Blogs, letters, e-mails--to me, they're part of it, just as important as the "real" work. Your writing life is just that, your life. When you write a blog, it's not like the blog is not you--it is you. I mean do you really look at your writing as something outside your life? You move from one to the other. You write. You figure things out. Without the blogs, you'd be itching to write elsewhere--you'd be sending mad e-mails; you'd take up letter-writing, you'd deliberately fog your bathroom mirror just so you could finger a few lines on the glass.
Remember my "Season of Triumph" blog? Well, I'm currently writing a short-story called "Season of Triumph." The blog led to the story and now I'm blogging about the story. My last blog, that piece of fiction, that goes into my next packet for school. The other recent blog, the Miranda July blog, well that blog was basically a direct quote of my latest annotation for school.
Writer's block is a bullshit dictum created by THE MAN to hold us down. Fuck writer's block.
Blogs are important. But now I have to go, because I really should be working on something else--my real work.

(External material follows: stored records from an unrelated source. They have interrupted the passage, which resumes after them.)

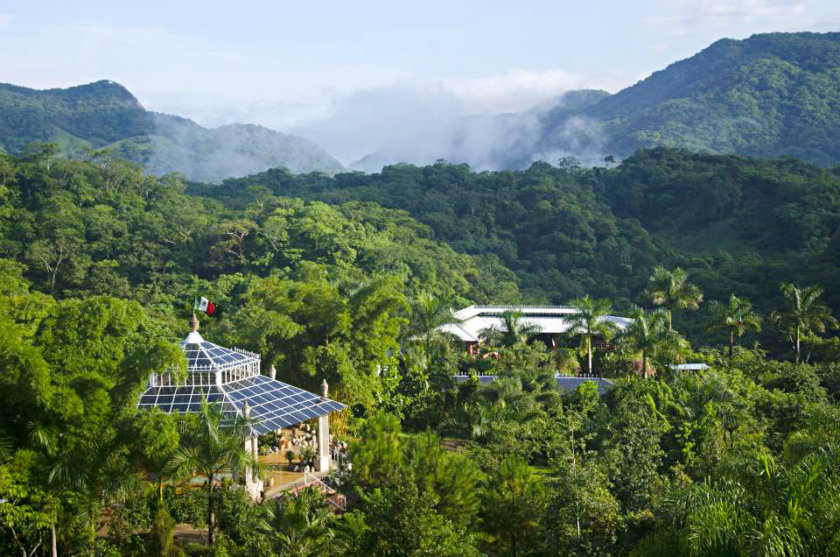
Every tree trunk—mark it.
[572,430,580,538]
[207,474,213,545]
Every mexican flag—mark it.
[193,296,216,315]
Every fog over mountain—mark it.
[0,80,343,182]
[296,33,840,171]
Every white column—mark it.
[245,435,263,501]
[316,379,330,472]
[317,414,330,472]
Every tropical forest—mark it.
[0,8,840,557]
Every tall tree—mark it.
[489,310,540,347]
[167,399,257,545]
[409,292,456,354]
[645,267,703,331]
[257,488,335,557]
[707,294,761,360]
[620,307,682,379]
[770,282,837,364]
[569,294,618,375]
[484,456,547,557]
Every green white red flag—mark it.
[193,296,216,315]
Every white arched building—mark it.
[137,315,345,499]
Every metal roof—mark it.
[455,373,615,395]
[181,331,260,371]
[137,331,345,435]
[446,306,632,342]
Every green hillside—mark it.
[0,81,342,182]
[538,33,840,165]
[199,148,840,348]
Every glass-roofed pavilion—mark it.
[137,315,344,497]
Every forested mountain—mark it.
[537,33,840,165]
[0,81,342,182]
[202,148,840,348]
[358,33,840,171]
[0,145,840,557]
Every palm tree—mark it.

From Resolution to Reality: Part II
3 years ago
2 comments:
Ok, I know, writing is art, and I don't want to use a sports analogy, but I think at some level playing hockey is an art as well. Sort of. I like the idea of grinding it out, rolling up the sleaves and doing drills and relying on dumb repitition to find the language, or something like that. Sometimes, for me, I have to be willing to do the hard work. It's a balance of love and work.
http://sports.espn.go.com/nhl/columns/story?columnist=buccigross_john&id=3086551
If Tommy's writing is hockey, then mine is a game of curling: dull, repetitive, and enjoyed mostly by Canadians.